Manon looked behind them. To the north.
“I am going to find the Crochans. And I am going to raise an army with them. For Aelin Galathynius. And her people. And for ours.”
“They’ll never trust us,” Sorrel said.
Asterin drawled, “Then we’ll have to just be our charming selves.”
Some of them smirked; some of them shifted on their feet.
Manon said again to her Thirteen, “Will you follow me?”
And when they all touched their fingers to their brows again, Manon returned the gesture.
Rowan and Aedion were sitting silently on the beach. Gavriel had recovered enough from the shock of the oath’s severing that he and Lorcan were now standing atop the bluff, talking quietly; Lysandra was sitting alone, in ghost leopard form, amongst the waving seagrasses; and Dorian was just … watching them from the apex of a dune.
What Aelin had done … what she’d lied about …
Some of the blood on the ground had dried.
If Aelin was gone, if her life would indeed be the cost if she ever got free …
“Maeve doesn’t have the two keys,” Manon said from Dorian’s side, having crept up silently. Her coven lingered behind her, Elide ensconced within their ranks. “In case you were concerned.”
Lorcan and Gavriel turned toward them. Then Lysandra.
Dorian dared to ask, “Then where are they?”
“I have them,” Manon said simply. “Aelin slid them into my pocket.”
Oh, Aelin. Aelin. She’d worked Maeve into such a frenzy, made the queen so focused on capturing her that she hadn’t thought to confirm if Aelin held the keys before she vanished.
She’d been dealt such a wicked, impossible hand—and yet Aelin had made it count. One last time, she’d made it count.
“It’s why I couldn’t do anything about it,” Manon said. “To help her. I had to look uninvolved. Neutral.” From where he sat on the beach below, Aedion had twisted toward them, his keen Fae hearing feeding him every word. Manon said to all of them, “I am sorry. I’m sorry I couldn’t help.”

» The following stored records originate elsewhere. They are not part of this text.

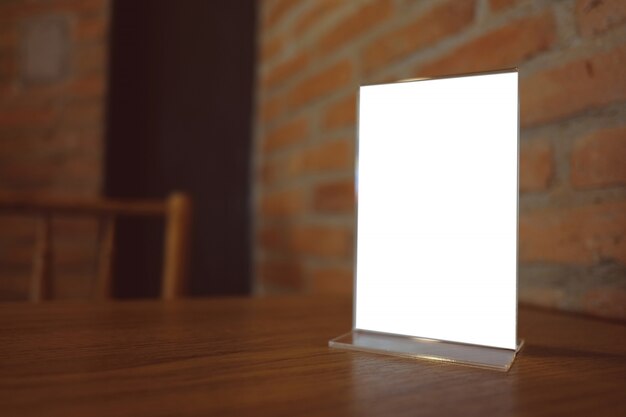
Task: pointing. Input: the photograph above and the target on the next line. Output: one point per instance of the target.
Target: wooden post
(42, 268)
(105, 258)
(176, 246)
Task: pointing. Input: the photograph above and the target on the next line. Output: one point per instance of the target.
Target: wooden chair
(176, 211)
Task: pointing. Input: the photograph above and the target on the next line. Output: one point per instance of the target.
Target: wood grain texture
(200, 357)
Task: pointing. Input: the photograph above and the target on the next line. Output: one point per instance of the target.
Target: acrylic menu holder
(436, 225)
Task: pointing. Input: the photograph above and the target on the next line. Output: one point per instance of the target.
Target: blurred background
(249, 106)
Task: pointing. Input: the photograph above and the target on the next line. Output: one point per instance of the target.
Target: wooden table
(270, 357)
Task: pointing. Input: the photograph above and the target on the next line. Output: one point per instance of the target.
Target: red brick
(363, 19)
(271, 48)
(271, 109)
(323, 241)
(287, 134)
(599, 159)
(283, 203)
(536, 165)
(319, 11)
(573, 87)
(83, 113)
(272, 238)
(576, 235)
(286, 70)
(332, 280)
(341, 113)
(322, 83)
(607, 302)
(326, 157)
(504, 47)
(91, 86)
(595, 17)
(277, 12)
(90, 59)
(499, 5)
(288, 274)
(92, 29)
(334, 197)
(46, 171)
(441, 21)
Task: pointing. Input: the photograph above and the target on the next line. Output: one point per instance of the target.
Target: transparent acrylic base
(415, 347)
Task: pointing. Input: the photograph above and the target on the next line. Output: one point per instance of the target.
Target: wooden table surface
(269, 356)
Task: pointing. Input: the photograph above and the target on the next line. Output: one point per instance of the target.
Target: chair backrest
(175, 210)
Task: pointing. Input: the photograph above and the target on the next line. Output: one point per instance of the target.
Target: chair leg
(41, 286)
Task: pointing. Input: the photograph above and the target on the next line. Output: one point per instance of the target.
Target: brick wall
(313, 54)
(52, 91)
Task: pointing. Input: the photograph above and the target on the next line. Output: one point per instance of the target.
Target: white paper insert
(437, 209)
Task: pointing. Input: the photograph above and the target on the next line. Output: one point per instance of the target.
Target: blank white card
(437, 209)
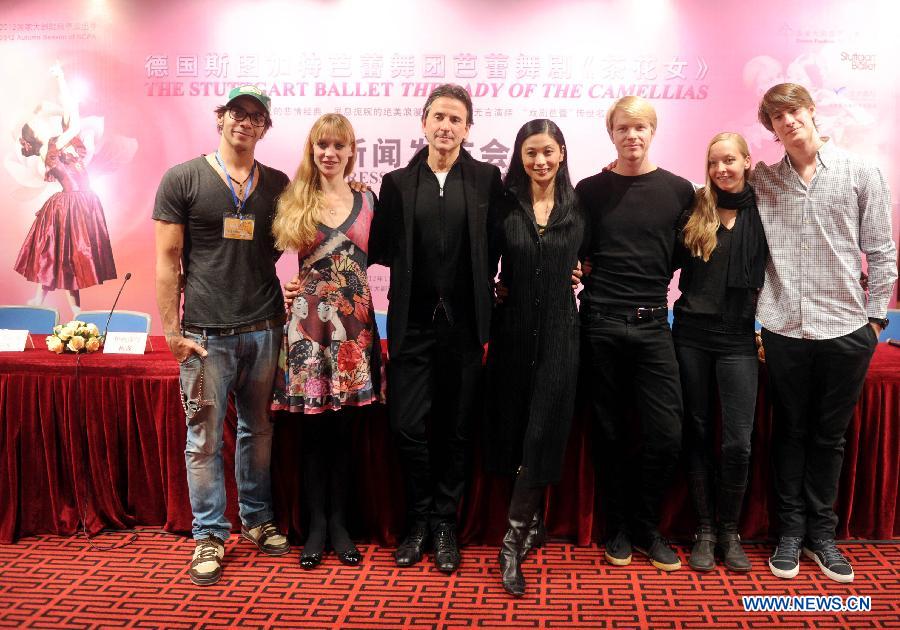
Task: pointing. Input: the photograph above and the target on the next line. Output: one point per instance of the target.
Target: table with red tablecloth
(97, 441)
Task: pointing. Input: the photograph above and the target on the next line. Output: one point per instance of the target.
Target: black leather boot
(728, 544)
(522, 506)
(703, 557)
(537, 533)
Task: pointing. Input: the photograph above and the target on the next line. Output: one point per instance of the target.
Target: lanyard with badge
(237, 225)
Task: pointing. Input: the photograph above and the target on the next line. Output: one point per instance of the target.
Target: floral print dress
(331, 354)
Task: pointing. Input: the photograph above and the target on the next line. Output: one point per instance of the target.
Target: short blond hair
(633, 106)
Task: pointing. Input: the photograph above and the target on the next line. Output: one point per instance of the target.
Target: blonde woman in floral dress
(331, 362)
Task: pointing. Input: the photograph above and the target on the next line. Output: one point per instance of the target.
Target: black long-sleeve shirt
(632, 234)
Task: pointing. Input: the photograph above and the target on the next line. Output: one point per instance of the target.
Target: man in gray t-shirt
(214, 229)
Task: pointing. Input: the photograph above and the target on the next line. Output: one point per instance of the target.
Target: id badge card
(238, 226)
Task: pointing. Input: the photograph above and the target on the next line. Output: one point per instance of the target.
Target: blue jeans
(244, 364)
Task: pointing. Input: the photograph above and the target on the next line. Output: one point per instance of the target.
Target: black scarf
(747, 262)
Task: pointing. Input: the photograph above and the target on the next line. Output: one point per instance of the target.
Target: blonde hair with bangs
(699, 233)
(300, 206)
(634, 107)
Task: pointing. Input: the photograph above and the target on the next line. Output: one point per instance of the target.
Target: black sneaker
(830, 560)
(785, 561)
(618, 550)
(661, 555)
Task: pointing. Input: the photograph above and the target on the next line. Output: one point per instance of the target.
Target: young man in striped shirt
(822, 209)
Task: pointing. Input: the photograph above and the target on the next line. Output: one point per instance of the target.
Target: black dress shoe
(446, 552)
(351, 557)
(310, 561)
(409, 552)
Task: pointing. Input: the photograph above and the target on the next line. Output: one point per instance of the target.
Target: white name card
(13, 340)
(125, 343)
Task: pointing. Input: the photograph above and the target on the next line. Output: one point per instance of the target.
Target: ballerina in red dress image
(68, 244)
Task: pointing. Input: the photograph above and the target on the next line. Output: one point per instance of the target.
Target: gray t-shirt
(228, 282)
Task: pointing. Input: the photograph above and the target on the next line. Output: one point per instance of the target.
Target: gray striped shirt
(817, 233)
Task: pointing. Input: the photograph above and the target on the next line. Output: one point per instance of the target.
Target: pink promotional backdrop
(148, 75)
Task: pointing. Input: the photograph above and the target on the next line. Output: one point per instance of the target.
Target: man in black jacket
(431, 229)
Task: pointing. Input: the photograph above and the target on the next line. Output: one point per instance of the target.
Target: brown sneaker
(267, 537)
(206, 566)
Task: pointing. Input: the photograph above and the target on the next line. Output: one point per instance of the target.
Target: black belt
(633, 313)
(263, 324)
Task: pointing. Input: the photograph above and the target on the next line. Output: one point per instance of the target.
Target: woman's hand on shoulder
(358, 186)
(291, 290)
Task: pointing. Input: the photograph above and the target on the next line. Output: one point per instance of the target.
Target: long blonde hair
(699, 233)
(300, 205)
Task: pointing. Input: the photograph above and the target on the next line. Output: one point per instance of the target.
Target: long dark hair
(517, 180)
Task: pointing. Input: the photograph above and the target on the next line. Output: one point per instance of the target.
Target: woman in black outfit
(533, 350)
(723, 267)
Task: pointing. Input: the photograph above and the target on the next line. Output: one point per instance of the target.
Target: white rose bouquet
(75, 336)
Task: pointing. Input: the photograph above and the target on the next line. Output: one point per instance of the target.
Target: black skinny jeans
(735, 376)
(815, 385)
(632, 364)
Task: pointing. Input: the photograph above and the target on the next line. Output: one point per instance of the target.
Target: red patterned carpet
(53, 582)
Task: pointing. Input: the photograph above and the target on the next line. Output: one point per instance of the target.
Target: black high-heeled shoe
(351, 557)
(310, 561)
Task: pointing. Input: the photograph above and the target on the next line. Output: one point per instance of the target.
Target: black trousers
(631, 365)
(815, 384)
(438, 371)
(703, 372)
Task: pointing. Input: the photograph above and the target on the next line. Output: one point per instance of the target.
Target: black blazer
(391, 237)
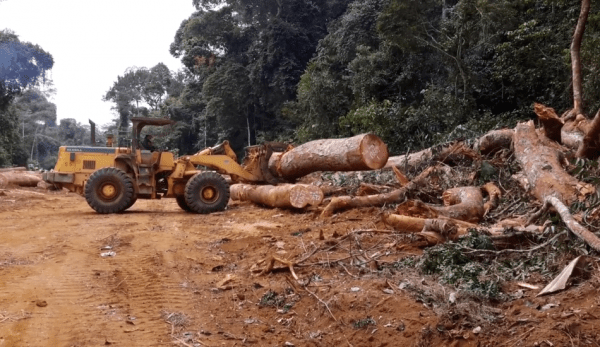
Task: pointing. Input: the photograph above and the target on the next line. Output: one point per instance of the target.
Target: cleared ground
(192, 280)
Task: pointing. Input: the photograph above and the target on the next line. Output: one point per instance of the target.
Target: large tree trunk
(462, 203)
(550, 121)
(542, 167)
(494, 140)
(361, 152)
(19, 168)
(395, 196)
(20, 178)
(449, 153)
(575, 58)
(282, 196)
(590, 144)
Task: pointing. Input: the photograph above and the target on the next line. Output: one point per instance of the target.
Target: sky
(93, 42)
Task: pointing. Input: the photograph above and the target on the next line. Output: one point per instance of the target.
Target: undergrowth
(481, 275)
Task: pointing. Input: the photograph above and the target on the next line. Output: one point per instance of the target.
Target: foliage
(455, 268)
(23, 65)
(248, 56)
(421, 72)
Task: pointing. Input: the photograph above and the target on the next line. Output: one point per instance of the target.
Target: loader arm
(224, 164)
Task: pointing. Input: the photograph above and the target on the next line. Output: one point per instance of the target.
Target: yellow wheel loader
(112, 178)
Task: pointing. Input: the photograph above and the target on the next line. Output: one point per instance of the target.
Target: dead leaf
(560, 282)
(223, 284)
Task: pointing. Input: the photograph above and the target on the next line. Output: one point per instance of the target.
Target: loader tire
(109, 190)
(207, 192)
(181, 202)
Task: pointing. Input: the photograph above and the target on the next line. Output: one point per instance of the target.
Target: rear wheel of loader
(207, 192)
(181, 202)
(109, 190)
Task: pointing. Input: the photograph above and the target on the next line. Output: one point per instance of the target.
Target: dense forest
(415, 73)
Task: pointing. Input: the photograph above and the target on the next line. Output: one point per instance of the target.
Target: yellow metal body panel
(83, 161)
(223, 164)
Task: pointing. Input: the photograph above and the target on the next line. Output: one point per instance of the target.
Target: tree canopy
(23, 65)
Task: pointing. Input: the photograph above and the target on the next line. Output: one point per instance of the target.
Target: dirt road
(194, 280)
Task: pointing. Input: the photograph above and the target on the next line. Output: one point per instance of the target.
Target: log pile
(542, 155)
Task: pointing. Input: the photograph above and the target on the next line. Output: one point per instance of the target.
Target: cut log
(572, 133)
(395, 196)
(361, 152)
(371, 189)
(8, 169)
(20, 178)
(550, 121)
(542, 167)
(494, 141)
(462, 203)
(494, 195)
(588, 237)
(575, 56)
(590, 144)
(435, 230)
(282, 196)
(453, 152)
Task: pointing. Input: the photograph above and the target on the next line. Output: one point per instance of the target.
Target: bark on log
(550, 121)
(494, 195)
(371, 189)
(453, 152)
(20, 178)
(361, 152)
(435, 230)
(588, 237)
(462, 203)
(590, 144)
(575, 57)
(494, 141)
(542, 167)
(572, 133)
(396, 196)
(282, 196)
(8, 169)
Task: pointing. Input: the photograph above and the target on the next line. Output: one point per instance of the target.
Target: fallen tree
(461, 203)
(453, 152)
(361, 152)
(282, 196)
(395, 196)
(20, 178)
(542, 166)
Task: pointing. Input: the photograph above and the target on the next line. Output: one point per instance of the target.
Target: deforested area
(302, 173)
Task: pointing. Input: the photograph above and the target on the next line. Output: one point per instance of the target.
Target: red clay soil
(180, 279)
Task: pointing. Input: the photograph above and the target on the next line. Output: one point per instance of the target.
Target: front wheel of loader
(109, 190)
(207, 192)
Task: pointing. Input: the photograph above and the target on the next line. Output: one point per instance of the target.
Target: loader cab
(138, 123)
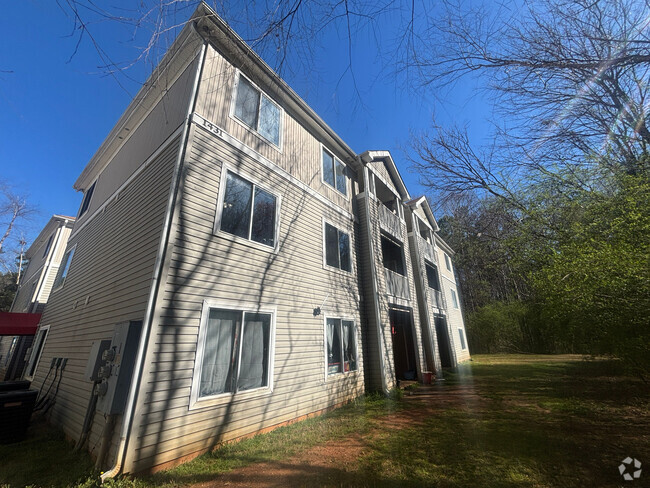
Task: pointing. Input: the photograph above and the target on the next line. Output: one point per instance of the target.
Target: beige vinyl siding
(108, 282)
(426, 309)
(455, 321)
(46, 286)
(203, 266)
(300, 154)
(371, 332)
(25, 294)
(165, 118)
(58, 252)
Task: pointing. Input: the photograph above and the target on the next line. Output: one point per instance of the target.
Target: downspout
(160, 258)
(375, 292)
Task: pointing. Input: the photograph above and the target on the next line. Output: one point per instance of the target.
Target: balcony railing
(389, 222)
(427, 250)
(436, 298)
(396, 284)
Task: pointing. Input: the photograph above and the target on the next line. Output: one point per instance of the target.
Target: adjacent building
(44, 259)
(240, 262)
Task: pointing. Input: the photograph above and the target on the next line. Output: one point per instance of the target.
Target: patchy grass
(44, 458)
(537, 421)
(499, 421)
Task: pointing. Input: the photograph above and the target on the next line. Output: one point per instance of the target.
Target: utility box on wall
(117, 372)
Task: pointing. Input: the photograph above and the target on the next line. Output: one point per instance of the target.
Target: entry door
(444, 348)
(403, 345)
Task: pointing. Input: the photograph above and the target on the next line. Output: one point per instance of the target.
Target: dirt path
(335, 462)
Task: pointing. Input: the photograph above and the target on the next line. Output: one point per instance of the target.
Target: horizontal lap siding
(300, 152)
(111, 269)
(207, 266)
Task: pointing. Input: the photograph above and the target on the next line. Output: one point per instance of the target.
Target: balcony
(389, 222)
(426, 250)
(436, 298)
(396, 284)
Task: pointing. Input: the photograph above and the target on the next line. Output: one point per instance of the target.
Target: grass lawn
(497, 421)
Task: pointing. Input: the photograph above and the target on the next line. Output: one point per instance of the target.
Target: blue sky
(57, 104)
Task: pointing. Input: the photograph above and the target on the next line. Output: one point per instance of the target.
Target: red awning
(19, 323)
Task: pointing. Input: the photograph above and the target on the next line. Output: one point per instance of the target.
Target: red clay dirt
(336, 460)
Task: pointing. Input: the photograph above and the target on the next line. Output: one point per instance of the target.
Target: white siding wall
(202, 265)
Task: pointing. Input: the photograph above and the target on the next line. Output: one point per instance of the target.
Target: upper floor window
(48, 245)
(234, 352)
(248, 211)
(63, 269)
(447, 262)
(85, 203)
(337, 248)
(257, 111)
(341, 346)
(463, 345)
(432, 276)
(454, 298)
(334, 172)
(392, 256)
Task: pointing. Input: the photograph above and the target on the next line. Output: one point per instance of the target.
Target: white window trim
(346, 195)
(342, 374)
(219, 213)
(73, 250)
(463, 339)
(324, 247)
(233, 100)
(447, 261)
(36, 360)
(197, 402)
(454, 298)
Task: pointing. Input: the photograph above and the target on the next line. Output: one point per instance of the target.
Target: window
(392, 255)
(257, 111)
(337, 248)
(334, 172)
(447, 262)
(234, 352)
(462, 339)
(48, 245)
(341, 346)
(85, 203)
(37, 350)
(454, 298)
(432, 276)
(248, 211)
(12, 349)
(63, 269)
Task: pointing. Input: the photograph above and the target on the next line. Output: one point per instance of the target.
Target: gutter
(129, 411)
(375, 292)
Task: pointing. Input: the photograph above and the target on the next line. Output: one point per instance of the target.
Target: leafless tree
(569, 77)
(14, 210)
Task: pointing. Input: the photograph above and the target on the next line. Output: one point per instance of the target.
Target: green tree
(596, 282)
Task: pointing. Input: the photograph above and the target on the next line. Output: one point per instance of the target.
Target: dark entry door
(403, 345)
(444, 348)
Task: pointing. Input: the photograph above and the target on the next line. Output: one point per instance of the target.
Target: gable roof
(385, 156)
(54, 222)
(424, 204)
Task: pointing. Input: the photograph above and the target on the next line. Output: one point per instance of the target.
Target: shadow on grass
(44, 458)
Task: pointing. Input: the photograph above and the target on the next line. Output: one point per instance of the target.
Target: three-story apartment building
(235, 265)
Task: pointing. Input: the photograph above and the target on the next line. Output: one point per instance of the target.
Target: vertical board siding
(293, 280)
(108, 282)
(300, 151)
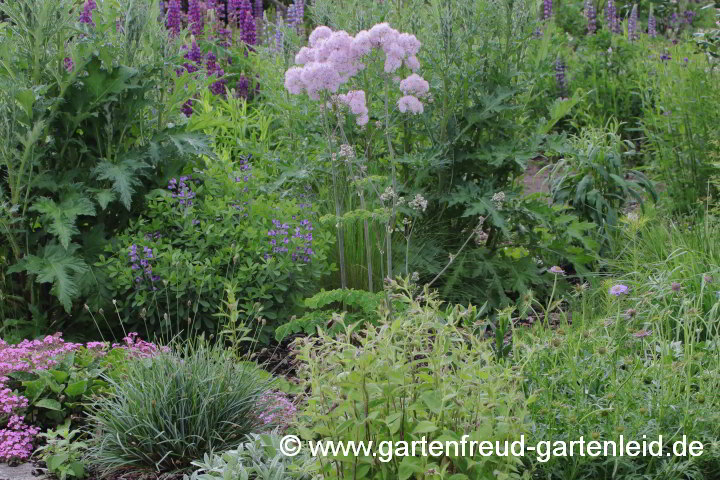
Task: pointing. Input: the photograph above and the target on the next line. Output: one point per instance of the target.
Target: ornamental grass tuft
(173, 408)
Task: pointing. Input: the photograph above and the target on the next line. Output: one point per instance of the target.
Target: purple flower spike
(296, 15)
(591, 16)
(560, 75)
(196, 17)
(652, 26)
(173, 22)
(611, 17)
(632, 24)
(247, 29)
(547, 9)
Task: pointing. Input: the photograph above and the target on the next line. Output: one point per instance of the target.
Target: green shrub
(208, 232)
(645, 363)
(168, 410)
(421, 374)
(86, 127)
(593, 178)
(63, 452)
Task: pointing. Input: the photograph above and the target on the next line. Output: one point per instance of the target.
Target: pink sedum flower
(411, 104)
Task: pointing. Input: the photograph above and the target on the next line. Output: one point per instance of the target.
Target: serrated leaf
(124, 176)
(58, 266)
(62, 217)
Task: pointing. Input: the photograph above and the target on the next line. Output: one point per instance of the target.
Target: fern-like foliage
(61, 217)
(58, 266)
(124, 177)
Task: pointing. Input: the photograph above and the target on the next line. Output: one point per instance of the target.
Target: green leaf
(433, 401)
(55, 461)
(59, 376)
(76, 388)
(101, 84)
(50, 404)
(62, 216)
(123, 175)
(58, 266)
(424, 426)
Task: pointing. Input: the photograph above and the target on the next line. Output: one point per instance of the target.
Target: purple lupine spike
(194, 54)
(652, 25)
(591, 16)
(547, 9)
(611, 17)
(248, 31)
(196, 17)
(242, 88)
(279, 36)
(296, 15)
(174, 13)
(86, 15)
(632, 24)
(560, 78)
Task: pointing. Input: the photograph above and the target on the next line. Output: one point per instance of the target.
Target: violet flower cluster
(652, 26)
(332, 58)
(248, 32)
(196, 17)
(560, 78)
(141, 266)
(86, 15)
(173, 21)
(237, 9)
(296, 15)
(547, 9)
(182, 190)
(280, 240)
(611, 18)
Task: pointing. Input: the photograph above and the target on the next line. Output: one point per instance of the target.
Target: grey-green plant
(175, 407)
(259, 458)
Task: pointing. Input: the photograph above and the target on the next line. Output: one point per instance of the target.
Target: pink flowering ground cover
(16, 435)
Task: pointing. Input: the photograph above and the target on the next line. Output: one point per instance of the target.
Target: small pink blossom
(414, 85)
(411, 104)
(318, 35)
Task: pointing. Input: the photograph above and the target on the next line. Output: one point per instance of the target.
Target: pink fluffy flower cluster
(30, 355)
(331, 59)
(278, 410)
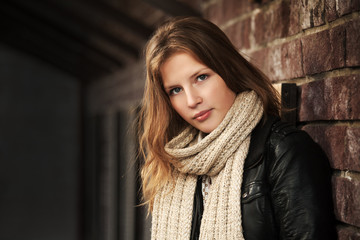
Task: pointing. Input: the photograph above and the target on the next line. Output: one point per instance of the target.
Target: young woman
(219, 164)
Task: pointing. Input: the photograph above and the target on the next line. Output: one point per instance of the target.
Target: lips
(203, 115)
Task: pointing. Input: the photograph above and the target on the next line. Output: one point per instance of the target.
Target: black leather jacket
(286, 189)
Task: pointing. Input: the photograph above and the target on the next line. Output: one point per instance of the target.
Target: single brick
(312, 12)
(346, 193)
(234, 8)
(280, 62)
(324, 50)
(348, 232)
(272, 23)
(340, 143)
(294, 19)
(334, 98)
(353, 43)
(330, 10)
(213, 13)
(259, 59)
(346, 7)
(239, 34)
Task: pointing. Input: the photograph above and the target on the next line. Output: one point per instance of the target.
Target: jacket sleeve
(300, 182)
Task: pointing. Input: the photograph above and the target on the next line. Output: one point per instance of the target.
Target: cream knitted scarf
(221, 156)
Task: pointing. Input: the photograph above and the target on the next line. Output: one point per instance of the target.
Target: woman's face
(198, 94)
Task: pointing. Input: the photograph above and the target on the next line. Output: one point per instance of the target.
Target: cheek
(178, 106)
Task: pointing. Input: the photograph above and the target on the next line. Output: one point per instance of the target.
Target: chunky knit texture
(221, 155)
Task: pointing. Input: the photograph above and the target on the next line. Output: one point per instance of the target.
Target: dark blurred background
(68, 159)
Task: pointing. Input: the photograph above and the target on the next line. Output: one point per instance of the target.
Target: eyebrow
(191, 76)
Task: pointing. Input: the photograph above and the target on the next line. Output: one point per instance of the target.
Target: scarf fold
(221, 155)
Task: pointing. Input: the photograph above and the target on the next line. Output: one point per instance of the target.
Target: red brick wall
(315, 44)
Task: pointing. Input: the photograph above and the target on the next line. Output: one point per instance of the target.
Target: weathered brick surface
(346, 193)
(334, 98)
(239, 33)
(324, 51)
(213, 13)
(280, 62)
(348, 233)
(330, 10)
(312, 12)
(234, 8)
(346, 7)
(353, 43)
(340, 143)
(294, 21)
(273, 23)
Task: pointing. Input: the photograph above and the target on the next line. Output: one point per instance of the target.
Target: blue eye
(175, 91)
(202, 77)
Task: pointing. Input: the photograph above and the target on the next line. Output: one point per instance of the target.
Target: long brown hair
(158, 121)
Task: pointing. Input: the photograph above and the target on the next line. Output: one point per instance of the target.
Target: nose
(193, 98)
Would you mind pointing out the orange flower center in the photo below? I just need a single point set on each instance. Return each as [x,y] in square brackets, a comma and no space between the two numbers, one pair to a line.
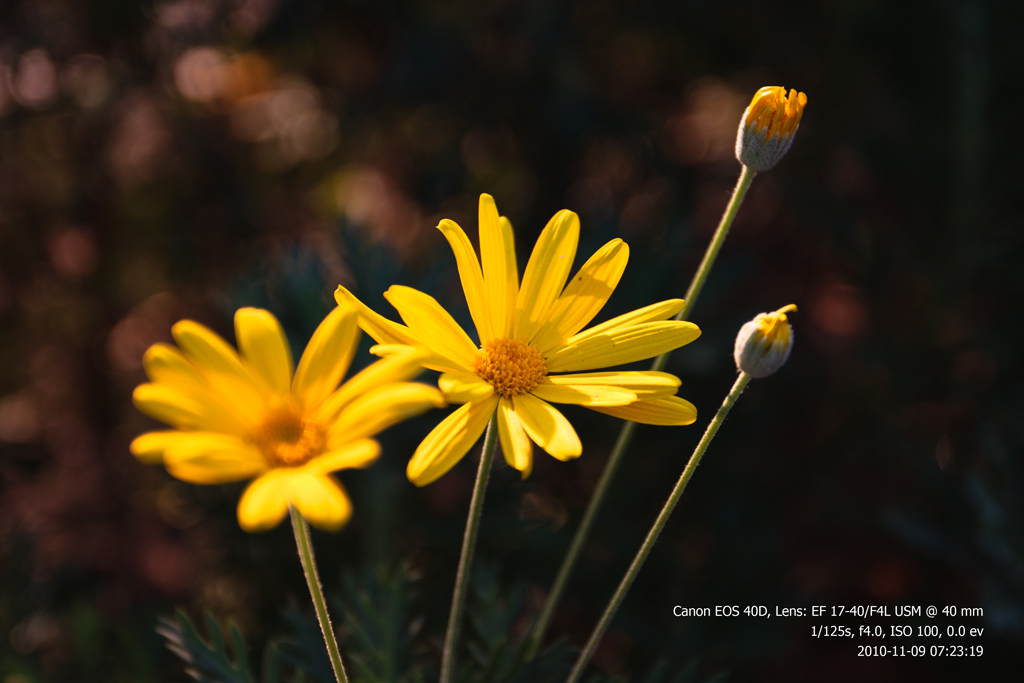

She reached into the pocket of her riding leathers and extended the Amulet of Orynth and a sliver of black stone to Dorian. He balked.
“Elena said Mala’s bloodline can stop this. It runs in both your houses.”
The golden eyes were weary—heavy. He realized what Manon was asking.
Aelin had never planned to see Terrasen again.
She had married Rowan knowing she would have months at best, days at the worst, with him. But she would give Terrasen a legal king. To hold her territory together.
She had made plans for all of them—and none for herself.
“The quest does not end here,” Dorian said softly.
Manon shook her head. And he knew she meant more than the keys, than the war, as she said, “No, it does not.”
He took the keys from her. They throbbed and flickered, warming his palm. A foreign, horrible presence, and yet … all that stood between them and destruction.
No, the quest did not end here. Not even close. Dorian slid the keys into his pocket.
And the road that now sprawled away before him, curving into unknown, awaiting shadow … it did not frighten him.
75
Rowan had married Aelin before dawn barely two days ago.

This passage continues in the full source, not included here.